Duchenne muscle dystrophy is an X-linked muscle wasting disorder caused by mutations in the DMD gene preventing the production of a functional dystrophin protein. The lack of dystrophin de-stabilises the dystrophin associated protein complex (DAPC) and consequently DMD muscles are more susceptible to exercised induced muscle damage. We hypothesised stabilising the DAPC at the sarcolemma in mdx mice may reduce muscle susceptibility to exercise induced damage and consequently ameliorate muscle pathology.
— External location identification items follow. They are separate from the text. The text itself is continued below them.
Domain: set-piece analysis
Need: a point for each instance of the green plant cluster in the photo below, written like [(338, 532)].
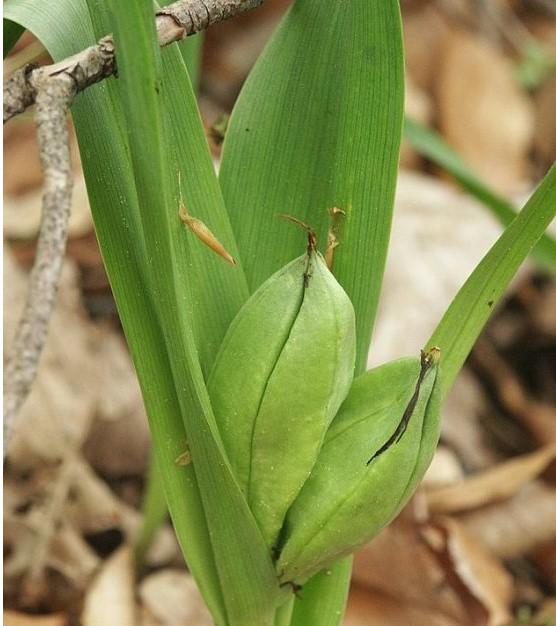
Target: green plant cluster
[(277, 454)]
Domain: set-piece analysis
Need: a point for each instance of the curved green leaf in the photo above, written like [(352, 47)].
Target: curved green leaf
[(430, 144), (475, 301)]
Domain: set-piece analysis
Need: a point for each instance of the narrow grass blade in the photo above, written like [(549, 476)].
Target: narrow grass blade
[(430, 144), (317, 125), (475, 301)]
To evaluate this we crossed mice over-expressing the putative glycotransferase, LARGE, which facilitates the binding of alpha dystroglycan to laminin in the extracellular matrix, with mdx mice. The presence of the LARGE transgene in the LV5/mdx mice was established through genotyping and expression was confirmed through immunostaining. Pathological findings characterised by myofibre size variation, increased central nucleation, presence of inflammatory cells and calcium deposits was more serve in 8-week old LV5/mdx mice quadriceps and diaphragm muscles compared to mdx littermate controls. To determine if the over-expression of the LARGE transgene initiated muscle pathology early we analysed 3-week old quadriceps muscles. Stark degeneration was observed in LV5/mdx vastus muscles, in contrast to the rectus femoris which was well preserved. Few pathological findings were observed in the age matched mdx littermate controls. We also assessed the effect of over-expression of LARGE on muscle function using a standardised in vivo exercise test on the tibialis anterior muscle in situ. A significant drop in maximum force produced following eccentric contractions was observed in 22-week old LV5/mdx mice compared to littermate controls. Overall we show the over-expression of LARGE exacerbates DMD pathology in the mdx mice. Further work to establish an underlining mechanism for the deleterious effect of over-expressing LARGE in mdx mice is currently ongoing.